Так что мечты о жизни в тайге и охоте на диких зверей, можно считать, вполне осуществились, только добываемое нами зверьё не поставить в один ряд, например, с сохатыми, тем не менее нас, юных промысловиков, это нисколечко не удручало: дайте срок, дойдёт черёд и до медведей, никуда они от нас не денутся!..

Но главной страстью в нашей жизни, и мы инстинктивно предугадывали, предчувствовали это с самого начала, как высадились с парохода, стала рыбалка. С первых же дней, обзаведясь удочками, мы с братом потянулись на реку.

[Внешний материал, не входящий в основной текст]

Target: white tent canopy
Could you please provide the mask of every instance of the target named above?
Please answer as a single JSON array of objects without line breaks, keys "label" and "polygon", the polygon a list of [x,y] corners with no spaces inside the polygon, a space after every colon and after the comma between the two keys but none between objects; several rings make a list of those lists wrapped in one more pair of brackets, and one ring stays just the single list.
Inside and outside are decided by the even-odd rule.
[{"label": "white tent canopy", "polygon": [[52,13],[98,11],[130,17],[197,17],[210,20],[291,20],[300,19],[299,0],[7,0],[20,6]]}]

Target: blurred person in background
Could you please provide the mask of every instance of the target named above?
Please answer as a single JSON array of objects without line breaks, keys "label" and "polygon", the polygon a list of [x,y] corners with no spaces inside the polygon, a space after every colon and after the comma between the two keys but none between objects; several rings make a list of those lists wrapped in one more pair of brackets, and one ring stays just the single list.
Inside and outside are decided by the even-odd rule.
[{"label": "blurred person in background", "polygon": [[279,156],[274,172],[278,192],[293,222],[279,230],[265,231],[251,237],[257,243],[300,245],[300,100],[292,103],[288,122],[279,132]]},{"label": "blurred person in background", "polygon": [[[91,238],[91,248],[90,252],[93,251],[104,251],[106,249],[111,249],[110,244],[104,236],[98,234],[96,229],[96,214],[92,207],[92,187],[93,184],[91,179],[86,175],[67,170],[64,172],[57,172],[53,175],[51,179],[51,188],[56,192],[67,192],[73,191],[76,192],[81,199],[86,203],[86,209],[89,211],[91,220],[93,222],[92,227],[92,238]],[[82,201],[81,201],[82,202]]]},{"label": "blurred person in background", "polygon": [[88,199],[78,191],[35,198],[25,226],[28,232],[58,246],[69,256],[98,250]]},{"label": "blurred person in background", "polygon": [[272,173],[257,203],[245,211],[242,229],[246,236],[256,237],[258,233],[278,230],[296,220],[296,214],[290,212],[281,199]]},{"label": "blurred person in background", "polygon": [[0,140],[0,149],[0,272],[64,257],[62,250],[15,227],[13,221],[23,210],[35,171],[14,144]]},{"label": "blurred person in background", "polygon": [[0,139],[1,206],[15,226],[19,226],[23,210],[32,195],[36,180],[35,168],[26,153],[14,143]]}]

Однако добыть рыбу даже в такой полноводной реке, как Лена, оказалось делом непростым. Правда, гальяны клевали с большой охотой повсюду, особенно около села. Это бесчешуйная рыбёшка величиной с палец взрослого человека. Их и в окрестных озёрах гомозилась тьма-тьмущая, только там они бывали пузатей, ослизлей и окрасом темнее, а речные тощие: им ведь с течением приходится бороться. Жареные гальяны, на мой взгляд, неплохое блюдо, во всяком случае, намного лучше карася, у того рёбра да голова, а где и уколупнёшь кусочек, так не отплюёшься: всё пронизано костями. Однако у местных жителей бытовало твёрдое убеждение, что гальян – не рыба, что уважающий себя человек гальянов есть не станет. Кормить свинью, кур, собаку – пожалуйста, но самому – ни боже мой!

Порою рыболов, выдернув удочку, вскрикивал с досадой: «Опять гальян!» – и, в отчаянии, не желая отцеплять, частыми взмахами яростно хлестал его о камни.

– Не изгаляйся! – одёргивали его товарищи. – Рыба осердится, не будет клевать!

– И не надо такой рыбы! Опротивели эти проклятые гальяны! – плакался бедняга рыболов.

В первое лето и мы с братом выпили горькую чашу этой неблагодарной рыбалки: на наши крючки попадались только гальяны, мать отказывалась их готовить, потому что у местных рыбаков можно было купить кое-что получше. Позже нам гальяны служили живцами, то есть наживкой на крупную рыбу.

Как сейчас, помню свою первую рыбацкую удачу, своего первого ельца. Я удил с маленького плотика, приткнутого к берегу. Орава босоногих мальчишек промышляла тут же, кто с берега, кто с вытащенной на сушу лишь наполовину лодки забросил в речку простейшую рыболовную снасть, без разноцветного яркого поплавка, без свинцового грузила; это сейчас в магазине такое богатство, что глаза разбегутся: изящные бамбуковые удилища, тончайшие, невидимые в воде полиамидные лески, любого размера крючки, поплавки всех цветов радуги, – подумаешь, подумаешь, что бы взять, да так ничего и не купишь, потому что рыбы-то нет, клевать-то некому!..

Гальян берёт упрощённо, сильно, грубо, а тут кто-то клюнул поделикатней, леска, разрезая воду, напористо побежала вверх и вглубь. Рванул на себя удилище – что-то блестящее, красивое взвилось над головой и полетело через плотик на камни. Я не успел сообразить, что произошло, как услышал восторженный возглас пацанов: «Елец!» А он уже трепыхался на гальке, серебристый, белобрюхий, темнолобый, и хватал в недоумении воздух аккуратным маленьким ртом. Я бережно, чтоб не сорвать чешую, освободил от крючка рыбёшку, совершенно опьянённый фартом, завистливыми взглядами и восклицаньями ребят.

Это был едва ли не единственный мой елец в первое лето. Позже ельцы стали для нас довольно частым, обычным уловом.

Чтобы рассказать о рыбалке на Лене, о многообразных способах и всех прелестях её, надо начать, по-видимому, с ледохода. Грандиозное, величественное, незабываемое зрелище – ледоход на Лене в среднем её течении. Позже, живя в Якутске, я однажды отправился с товарищами смотреть ледоход, но остался разочарованным: изъеденные водой, искрошившиеся мелкие льдины затерянно белелись кое-где в необозримом разливе половодья.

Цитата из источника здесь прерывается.